Alonso's bad scenario is that "no true crisis will emerge." Indeed, the Mexican government and American editorial writers have already proclaimed Mexico's recovery from the peso crisis; over the long term, according to the bad scenario, the low-level erosion of the state will continue -- in a sufficiently gradual way as to be always deniable, but leading to quasi-anarchy.
Mexico, as I said, is a nuanced example of state failure. The future will likely see a middle path between Alonso's good and bad scenarios. The public ridicule to which the current President, Ernesto Zedillo Ponce de Leon, has been subjected, and Zedillo's intention to break precedent by not choosing his own successor in 2000 (this intention was rejected by the party at its convention last fall), are but two indications that Mexico's highly centralized presidential system is unraveling. Institutional reform in the country will, though, probably not be as fast or as deep as is necessary.
Working from Alonso's briefing and also material from Mexican government statistics, interviews with other Mexicans, including former officials, and my own recent travel there, I will draw a map of the southern part of North America in the early and middle decades of the next century.
MEXICO'S population growth is geographically unbalanced. Whereas women in the southern Mexican states of Guerrero, Oaxaca, and Chiapas have, on average, four or more children over a lifetime, those in northern Mexico have two or three. Southern Mexico follows a Third World, Central American-style growth pattern, northern Mexico a First World, U.S.-style one.
Chiapas is a highly publicized example, and Guerrero a much less publicized one, of southern Mexican dissolution, in which a deadly combination of high birth rates, widespread deforestation, and cocaine smuggling has weakened the legitimacy of the state. From 1970 to 1990 Chiapas's population doubled, growing at one of the world's highest rates: 3.6 percent a year. Much of the deforestation in Chiapas over the past 500 years has occurred in the past twenty-five years. More people, scarce land, and nutrient-poor soil have created extreme economic and social conditions with which the state cannot cope, fraying already weak local loyalty to Mexico City.

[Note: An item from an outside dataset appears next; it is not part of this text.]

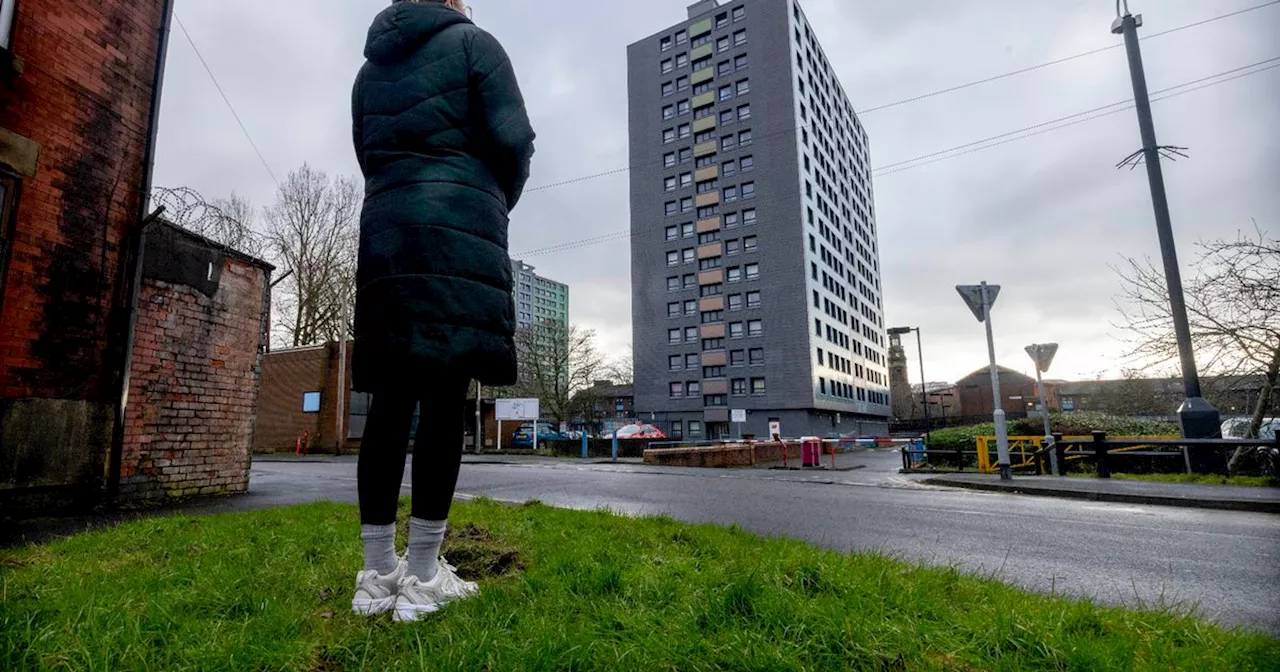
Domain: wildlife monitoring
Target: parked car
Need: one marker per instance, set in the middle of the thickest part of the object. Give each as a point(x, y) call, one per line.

Had Wall Street investors paid more attention to the warnings of environmental-security experts, they would not have been surprised by the Indian-dominated Zapatista uprising in Chiapas in January of 1994, which helped to sink the peso. The uprising may now be over; cycles of violence are usually short-term, because of the energy involved. But the state's power in the south will continue to wane.
Meanwhile, Guerrero has become a cauldron of protests and roadside ambushes of both peasants and policemen. Though many of the government's opponents espouse noble goals, Zapatistas and others alike are said to be just as deeply involved in the drug trade as the government is, and to include violent criminals whom opposition leaders cannot control. There are no good guys. According to Eduardo Valle, a former special prosecutor for the Mexican Attorney General, in an article in New Perspectives Quarterly, Mexican drug cartels reportedly collect as much as 40 percent of the street price of Colombian cocaine as their fee for transporting it to U.S. markets. Valle cited an article in the newsletter Mexico Report to the effect that annual profits from drugs moving through Mexico to the United States are more than double the revenues of Mexico's petroleum industry. By some estimates, 70 percent of all the marijuana and cocaine entering the United States comes by way of Mexico, and as much as $30 billion in drug money is laundered near the Mexican-U.S. border each year. Drugs constitute the economic subsoil of Mexico -- the subterranean part of North American free trade that doesn't require treaties or congressional approval.